# DigiQ



## livindangerous (Apr 7, 2016)

I would first like to apologize if this topic has already been covered but i could not find it.  I have been cooking for a year with my Akorn and have been satisfied so far.  I have decided to add a controller fan  and have mostly decided it would be the DigiQ.  Is the PartyQ good enough or should i look into investing more in a bigger unit?


----------



## SmokinAl (Apr 7, 2016)

I have used the Digi Q for several years with great results. Not even had to replace a probe cable. Very good unit.

Al


----------



## livindangerous (Apr 7, 2016)

Thank you for your reply.  Would you say that it has features over the more basic PartyQ that justify it being $100 more expensive?


----------



## SmokinAl (Apr 7, 2016)

I'm not familiar with the Party Q, but if you go to any BBQ comps you will see many of the teams use the DigiQ.

 It's a very high quality unit. And as I said no problems with it at all.

Al


----------



## dward51 (Apr 7, 2016)

I 2nd the DigiQ.  I have been using a DigiQ II since either 2006 or 2007.  Never had an issue and still using the original probes. It is as close to set and forget as you can be when using charcoal and worth every penny IMO.  I don't know about the PartyQ, but the DigiQ is built like a tank.  I've had mine out in the dew in overnight competition smokes and never had an issue (never had it rained on though).
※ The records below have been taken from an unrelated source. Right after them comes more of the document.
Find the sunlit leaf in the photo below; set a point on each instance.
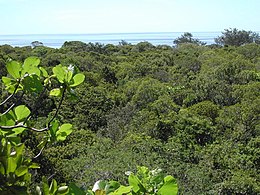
(44, 72)
(32, 84)
(60, 73)
(21, 171)
(77, 79)
(55, 92)
(21, 112)
(53, 187)
(169, 187)
(11, 165)
(14, 68)
(63, 131)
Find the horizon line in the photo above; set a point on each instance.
(110, 33)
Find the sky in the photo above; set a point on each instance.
(124, 16)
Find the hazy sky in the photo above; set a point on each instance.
(117, 16)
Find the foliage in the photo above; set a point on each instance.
(187, 38)
(191, 110)
(25, 79)
(237, 37)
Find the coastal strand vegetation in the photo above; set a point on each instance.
(132, 119)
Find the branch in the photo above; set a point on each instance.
(40, 151)
(24, 126)
(13, 105)
(57, 110)
(8, 109)
(10, 96)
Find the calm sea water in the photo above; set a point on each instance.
(56, 40)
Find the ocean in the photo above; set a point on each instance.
(57, 40)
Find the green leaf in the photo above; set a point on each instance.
(45, 186)
(34, 166)
(63, 132)
(77, 79)
(31, 61)
(18, 131)
(122, 190)
(112, 186)
(14, 69)
(21, 112)
(38, 190)
(32, 84)
(21, 171)
(7, 81)
(75, 190)
(68, 76)
(63, 190)
(11, 165)
(60, 73)
(44, 72)
(169, 187)
(2, 169)
(53, 187)
(136, 183)
(56, 92)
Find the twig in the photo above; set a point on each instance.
(10, 96)
(8, 109)
(57, 110)
(40, 151)
(24, 126)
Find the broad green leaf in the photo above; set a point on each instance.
(21, 171)
(11, 165)
(53, 187)
(2, 169)
(68, 76)
(169, 187)
(60, 73)
(7, 119)
(7, 81)
(122, 190)
(63, 132)
(136, 183)
(112, 186)
(44, 72)
(56, 92)
(34, 166)
(21, 112)
(14, 68)
(75, 190)
(31, 61)
(32, 84)
(38, 190)
(63, 190)
(45, 186)
(100, 192)
(54, 128)
(77, 79)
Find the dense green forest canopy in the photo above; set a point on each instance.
(192, 110)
I see the PartyQ runs on AA batteries and has an attached fan. It did not list the CFM for the fan on their website.  I have a 10CFM pit viper fan on my Digi Q for use with my WSM. Also the DigiQ needs 110v AC for the adapter or you can direct wire it to a 12v DC battery.  I don't how well AA batteries will work on a 18-20 hour smoke, but again I have no experience with that model.


----------



## av8tor (Apr 7, 2016)

I have the Weber DigiQ DX2 combo (blue) from Firecraft that lists for $305 that I will sell for $150 shipped in the continental US. if you want to save some money from new.


----------



## dward51 (Apr 7, 2016)

AV8TOR said:


> I have the Weber DigiQ DX2 combo (blue) from Firecraft that lists for $305 that I will sell for $150 shipped in the continental US. if you want to save some money from new.
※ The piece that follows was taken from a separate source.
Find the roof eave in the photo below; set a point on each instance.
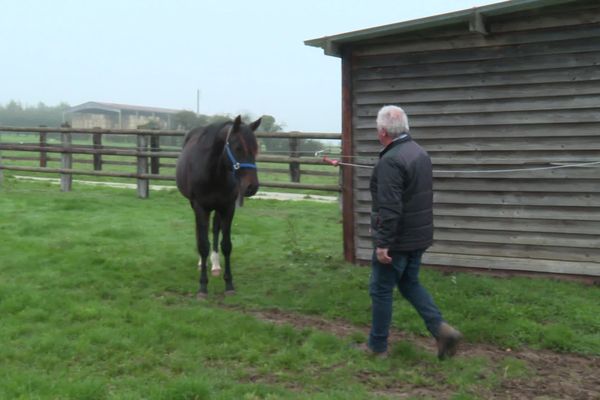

*Actually that would be for LivinDangerous.*   I have a guru already.  You may want to PM him as that is a very good price.













106_2753a.JPG



__ dward51
__ Dec 18, 2011


----------



## av8tor (Apr 7, 2016)

dward51 said:


> *Actually that would be for LivinDangerous.*  I have a guru already.  You may want to PM him as that is a very good price.
> 
> 
> 
> ...



Thanks, my bad sorry.  I should have waited to get home and post on the computer instead of the phone.


----------



## livindangerous (Apr 7, 2016)

AV8TOR said:


> Thanks, my bad sorry.  I should have waited to get home and post on the computer instead of the phone.



This does sound like a good deal.  How do we arrange payment/shipping?  I have never purchased anything from a forum before.


----------



## dward51 (Apr 7, 2016)

Hey LivinDangerous,

His has the Weber WSM adapter.  You can buy the Guru adapter for your Akorn for about $25 or I think you can make one using the WSM adapter.  here is a photo of the Akorn adapter from Guru. If you get a piece of 1/8" aluminum bar stock from Lowes or Home Depot and drill a hole for the WSM adapter to fit in, I think you can make one for less then $10 (or if you have some other sheet metal around, just stay away from galvanized metal).  It looks like a piece of flat metal stock with a curve bent in and the Guru adapter inserted.  I don't have a Akorn, so I may have the wrong idea.  Even if you have to buy the adapter, getting a Guru DX2 controller for $175 total is a good deal.













Chargriller-Kamado-adaptor.gif



__ dward51
__ Apr 7, 2016


----------



## hdbrs (Apr 7, 2016)

If living don't take it I will


----------



## av8tor (Apr 8, 2016)

Right now I am waiting on payment,  if it falls through I will let you all know.  Thanks for the interest


----------



## av8tor (Apr 8, 2016)

Yes my Digi Q is now sold


----------



## livindangerous (Apr 15, 2016)

I thank you all for the help.  After reading these comments it was clear that the DigiQ  was the superior unit and perfect for me.  Then my commission check came in light and I had no choice but to but the PartyQ at nearly 1/3 the price.  After getting one cook in with it I must say that this is a very good unit for those on a budget who can't justify the price of the DigiQ.  The AA batteries handled my 12 hour cook with energy to spare.  I set the temperature at 220 and never saw it drop below that mark and never overshot the temp by more that 15°.  I filled the coal chamber nearly all of the way full with lump which took about 2 hours to fall to the right temperature but gave me enough coal to handle the entire 12 hours.  I only had to open the lid 3 times for the mop and the crutch but never to mess with the coals or the temperature.  Since I do not cook in competitions (I will never allow someone to dock me points due to the color of my meat) I will only use this unit maybe once or twice a month so I am not worried about batteries.  I give the PartyQ a perfect rating after one cook.  I will update this rating after a few more tries but for now the wife and I have pulled pork to last us a very long time.  Thanks again for all of the help.  If I would have gotten paid what I thought I was going to I would have followed your advice.


----------



## weev (Apr 15, 2016)

I have a brand new digiQ with the 10cfm pit viper fan brand new in the box never used was going to build a big roaster but decided to go with a pellet insert instead    if anyone is interested


----------



## icyhot (Apr 15, 2016)

What's the price


----------



## JckDanls 07 (Apr 15, 2016)

icyhot said:


> What's the price



:yeahthat:


----------



## weev (Apr 15, 2016)

Sorry guys I was driving home  I also lied a little it's not the 10cfm pit viper  it is the 25 cfm pit bull with bulk head inducer sleeve


----------



## JckDanls 07 (Apr 15, 2016)

better yet...  whatchya asking ??


----------



## weev (Apr 15, 2016)

Crap I knew I forgot something 150$ plus 10$ for shipping


----------



## JckDanls 07 (Apr 15, 2016)

Icyhot asked first so I'll let him have first dibs..  If he doesn't take it..I will ...


----------



## weev (Apr 15, 2016)

Ok


----------



## icyhot (Apr 16, 2016)

Jckdanls 07  go ahead I'll let you have this one


----------